Mon adversaire s’épuise tandis que je m’échauffe. Il peine à respirer alors que s’accroît ma détermination. Il implore maintenant, me supplie de lui laisser une chance et je frappe sans hésiter.

Je lui entaille le poignet et il lâche son arme. Il tombe à genoux et ferme les yeux. J’ouvre largement mon manteau et lui tranche la tête.

Il gît sur le dos, sous un ciel sombre et bas. Son âme suinte par ses plaies et se rassemble en une brume chétive. Le serpent vert-de-gris s’étire… et prend ma direction.

Je suis muet de terreur. Je sens que je devrai m’indigner, et je voudrais en être capable encore. L’âme de mon adversaire grimpe le long de mes bottes et s’agrippe aux fibres de mon manteau. Elle s’y perd, elle s’y fond, me baigne d’une chaleur écœurante. Elle disparaît totalement et connaît enfin la paix.

Le ciel s’éclaircit et ma vision se trouble. J’imagine que je pleure, mais c’est le paysage qui change. Nous sommes dans une prairie et le corps de mon adversaire gît dans l’herbe. Il a une profonde entaille au ventre mais sa tête est intacte. Un gueux est agenouillé près de lui et le dépouille de ses bottes. Il ne nous voit pas. Je suis de retour chez les vivants.

Je comprends enfin comment la Mort m’a trompé.

— Catin ! Perfide ! Que m’as-tu fait ! Où sommes-nous !

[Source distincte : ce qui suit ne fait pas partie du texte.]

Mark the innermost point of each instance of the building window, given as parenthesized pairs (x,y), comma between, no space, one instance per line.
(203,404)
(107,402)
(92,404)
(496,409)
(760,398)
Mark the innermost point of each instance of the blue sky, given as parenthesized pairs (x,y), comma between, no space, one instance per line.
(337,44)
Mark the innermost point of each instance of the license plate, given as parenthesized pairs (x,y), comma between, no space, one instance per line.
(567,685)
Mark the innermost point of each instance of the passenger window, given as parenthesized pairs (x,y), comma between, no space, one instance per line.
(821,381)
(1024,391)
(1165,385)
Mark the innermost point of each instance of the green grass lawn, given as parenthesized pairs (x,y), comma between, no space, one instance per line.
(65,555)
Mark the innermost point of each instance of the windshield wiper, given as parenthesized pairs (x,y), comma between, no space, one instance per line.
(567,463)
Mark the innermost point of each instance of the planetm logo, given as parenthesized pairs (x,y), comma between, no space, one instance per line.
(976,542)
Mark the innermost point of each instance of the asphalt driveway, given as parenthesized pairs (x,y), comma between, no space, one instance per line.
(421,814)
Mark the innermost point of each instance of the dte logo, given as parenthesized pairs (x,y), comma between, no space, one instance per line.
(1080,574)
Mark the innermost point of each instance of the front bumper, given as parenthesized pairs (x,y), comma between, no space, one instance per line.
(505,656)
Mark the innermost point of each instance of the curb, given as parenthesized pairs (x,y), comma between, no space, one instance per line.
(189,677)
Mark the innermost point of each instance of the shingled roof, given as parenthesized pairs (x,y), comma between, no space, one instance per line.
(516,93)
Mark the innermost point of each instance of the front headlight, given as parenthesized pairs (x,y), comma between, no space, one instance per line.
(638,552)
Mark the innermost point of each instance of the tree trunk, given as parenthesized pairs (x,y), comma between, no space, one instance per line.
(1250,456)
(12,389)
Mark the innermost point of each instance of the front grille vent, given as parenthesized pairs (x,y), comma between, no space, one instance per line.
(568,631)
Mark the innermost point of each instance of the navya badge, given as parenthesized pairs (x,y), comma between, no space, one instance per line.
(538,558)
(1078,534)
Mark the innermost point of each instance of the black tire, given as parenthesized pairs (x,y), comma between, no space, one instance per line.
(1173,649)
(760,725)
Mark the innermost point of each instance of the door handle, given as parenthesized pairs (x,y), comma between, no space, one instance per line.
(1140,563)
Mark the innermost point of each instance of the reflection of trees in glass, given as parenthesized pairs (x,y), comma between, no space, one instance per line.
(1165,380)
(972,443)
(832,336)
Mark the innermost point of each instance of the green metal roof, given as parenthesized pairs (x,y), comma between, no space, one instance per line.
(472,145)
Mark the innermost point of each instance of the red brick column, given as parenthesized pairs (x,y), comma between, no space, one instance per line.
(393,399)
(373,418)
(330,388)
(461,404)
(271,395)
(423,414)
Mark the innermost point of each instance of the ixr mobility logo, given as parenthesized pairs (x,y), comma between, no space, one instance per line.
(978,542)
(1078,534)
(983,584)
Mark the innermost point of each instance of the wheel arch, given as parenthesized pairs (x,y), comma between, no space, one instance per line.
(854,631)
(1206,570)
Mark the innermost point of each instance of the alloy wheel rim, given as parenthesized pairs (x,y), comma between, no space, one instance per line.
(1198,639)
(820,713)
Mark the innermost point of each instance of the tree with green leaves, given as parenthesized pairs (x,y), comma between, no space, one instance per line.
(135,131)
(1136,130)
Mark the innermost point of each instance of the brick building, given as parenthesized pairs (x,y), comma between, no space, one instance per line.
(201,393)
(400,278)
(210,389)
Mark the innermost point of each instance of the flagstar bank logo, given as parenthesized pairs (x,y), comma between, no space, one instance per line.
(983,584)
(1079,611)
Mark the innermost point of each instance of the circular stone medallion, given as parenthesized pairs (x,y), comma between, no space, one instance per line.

— Tu es en ton royaume. N’est-ce point ce que tu voulais ? Tu ne t’es pas soumis. Tu conserveras ton âme, aussi longtemps que tu nourriras le manteau.

— Meurs !

Je me jette sur elle et elle tire son épée d’argent. Le moment est venu. Elle est également invaincue.

La rage me domine et je frappe de toutes mes forces. Elle est mon meilleur adversaire, mais je refuse qu’elle l’emporte. Elle se cantonne à la défense et je laisse libre cours à ma fureur. Enfin un coup la fait vaciller et je gronde d’une joie inhumaine.

Je frappe, frappe et frappe encore. Elle ne peut parer toutes mes attaques. Ma lame tranche le manteau des âmes et lui perce la chair. Elle perd l’équilibre, tombe et se protège maladroitement. Je frappe comme un damné et jouis de sa souffrance. Je suis en train de tuer la Mort.

Elle-même ne semble plus lutter. Son corps n’est plus qu’une masse inerte qui tressaute à chacun de mes coups. Je recule d’un pas et abat ma lame comme une hache. Encore. Encore. Encore.

Vient un moment où son manteau renonce à la sauver. Elle gît sur le dos et abandonne son épée d’argent. Elle ferme les yeux et je vois enfin son visage.

Elle sourit.

Je perds tout contrôle et la transperce de part en part. Son manteau se déchire et s’évapore sans un bruit. Son corps se noircit comme un papier brûlé, racorni autour de mon arme. Son épée perd tout éclat et rouille en quelques instants.

Quand je dégage la mienne, je la découvre polie et d’argent.

 

J’erre au fil du temps à la recherche de celui qui me vaincra.